One of my first memories was a ducks nest fireplace in a large open chimney breast. From the chimney hung a chain with hooks supporting a large boiler. On each side of the ducks nest was a ledge wide enough to take one or two iron saucepans, so all of our dinners were boiled. My brother was three years older than me so mother would send us to Monk’s shop to get two penny worth of black treacle for our tea, or we could buy two penny worth of broken biscuits or a spiced orange for a penny. I remember when the time came for me to start school.
I went with mother for her to get me my first pair of hard leather hob nail boots it was 1917. Ela Goble, who was just a little older than me, walked me to school. Our teacher was a Mrs. Houseman there were no books so we had to make our letters in sand boxes copied from the black board. Just before the War ended we had slates and slate pencils this made learning easier. We still chanted our times tables, I soon progressed and was good at maths, biology and art and always fighting for top marks in many other subjects, all my schooling was at the Wesleyan Methodist School most of us went to Sunday School there.
I remember my first Sunday School outing, it was to Hastings we all waited with great excitement to be picked up. When Mr Gower came with two Wagonetts and four horses we climbed in but the journey was long and by the time we got to Hastings, had a look round and had tea, it was time to get on board and trot back home.

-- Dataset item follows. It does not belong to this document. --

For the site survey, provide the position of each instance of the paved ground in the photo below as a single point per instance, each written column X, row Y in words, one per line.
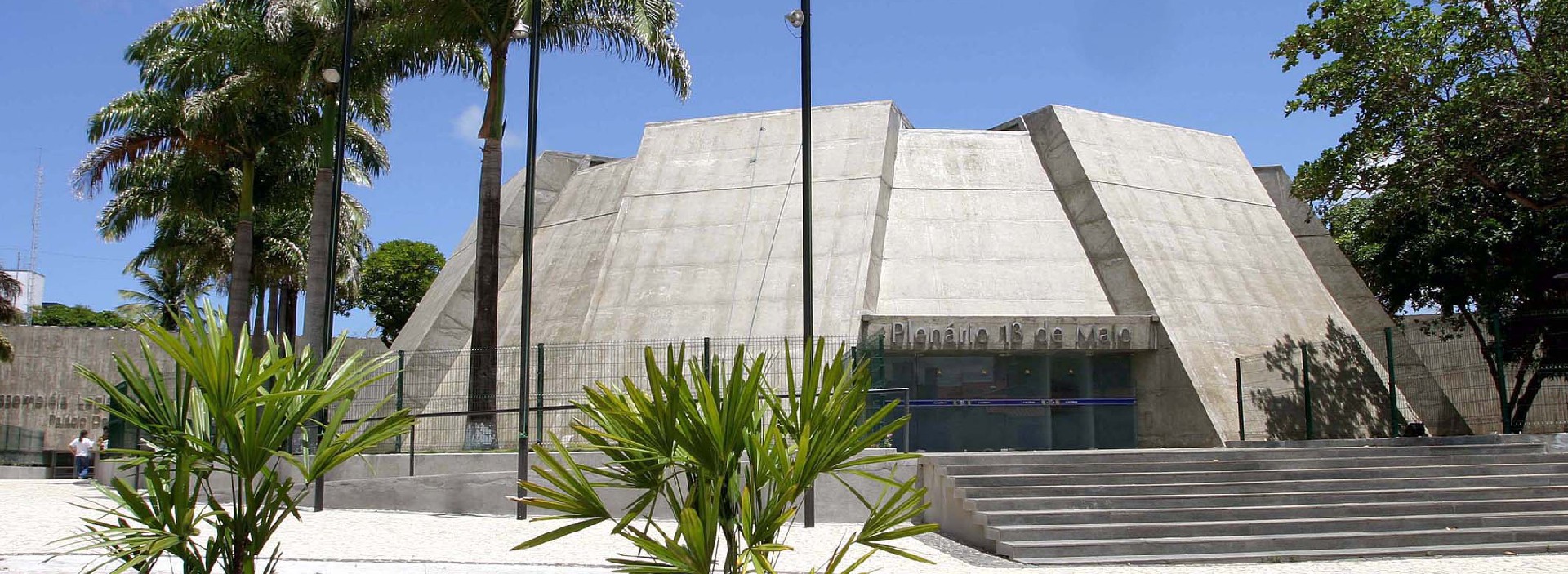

The next year it was better, Timsons Charabancs were much faster. Remember you young people of today, every penny we spent we had to work for. My brother and I would go down in a wood on a Saturday and shave a hundred hop poles for a shilling, they were about fourteen foot long. Every penny earned was saved for our next outing. By now the Charabanges had started going to Bodiam Castle but they were so slow going up school hill we would run up behind them and people would throw out penny’s.
We had no holidays except one day for each Bank Holiday, Christmas, Boxing Day, Good Friday, Easter Monday, Whit Monday and August Bank Holiday Monday. We had a long break for hop picking this could last up to six weeks the hops were picked in a wooden frame lined with hop sacking. Us kids had two pick in a box and mother would pay us a copper or to or a book. You had to pick so many boxes full, before you could go out to play. By this time I was growing up. I joined the chapel choir and stayed until I got a job where I was working seven days a week. As the days got lighter we would spin tops, there was the ‘turnip’ ‘the carrot’ and the “window breaker”. The girls would play hop scotch or skipping, Boys would sit and try to make a whistle pipe out of ash sticks.

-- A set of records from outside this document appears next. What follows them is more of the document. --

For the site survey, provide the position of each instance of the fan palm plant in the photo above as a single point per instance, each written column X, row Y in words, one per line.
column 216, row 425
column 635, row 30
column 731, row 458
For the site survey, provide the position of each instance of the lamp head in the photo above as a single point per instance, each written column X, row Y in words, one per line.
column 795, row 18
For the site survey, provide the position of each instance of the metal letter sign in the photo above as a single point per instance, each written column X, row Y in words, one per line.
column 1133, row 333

There were several momentous events in the 1920’s besides the introduction of the charleston. The hot summer of 1921 still sticks out in my mind, many wells ran dry. Then the Wembley Exhibition of 1924.

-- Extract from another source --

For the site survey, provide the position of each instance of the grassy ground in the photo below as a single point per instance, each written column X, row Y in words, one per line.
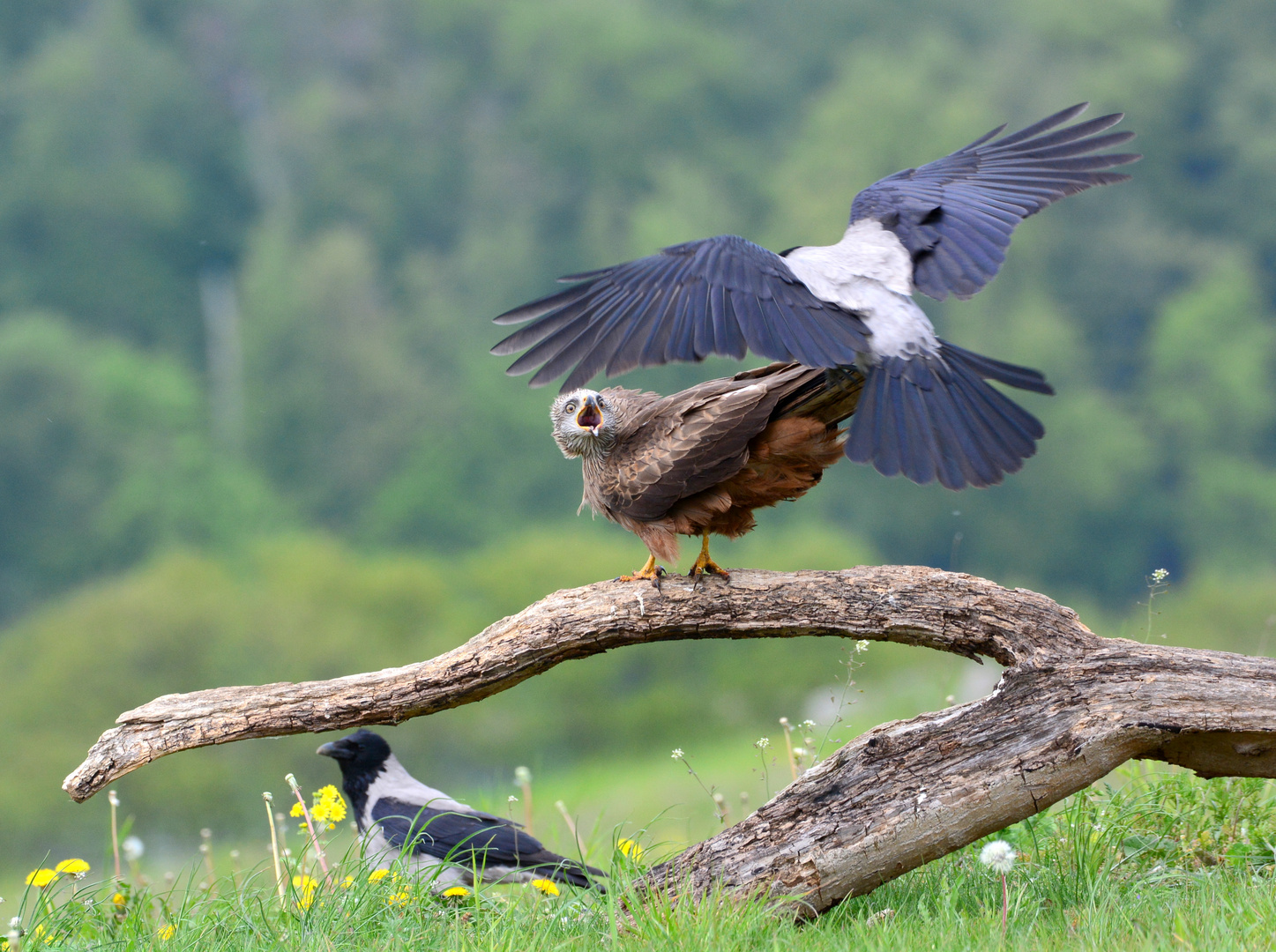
column 1151, row 861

1926 saw the great miners strike, there was unrest around the whole country and the army was called out, as young lads we watched the tanks go by with excitement. Then it was time for me to leave school. I started my working career with two years farm work. At sixteen I got my first license to drive vehicles of all types I had many driving jobs until I joined the East Kent Bus Company where I stayed for 40 years.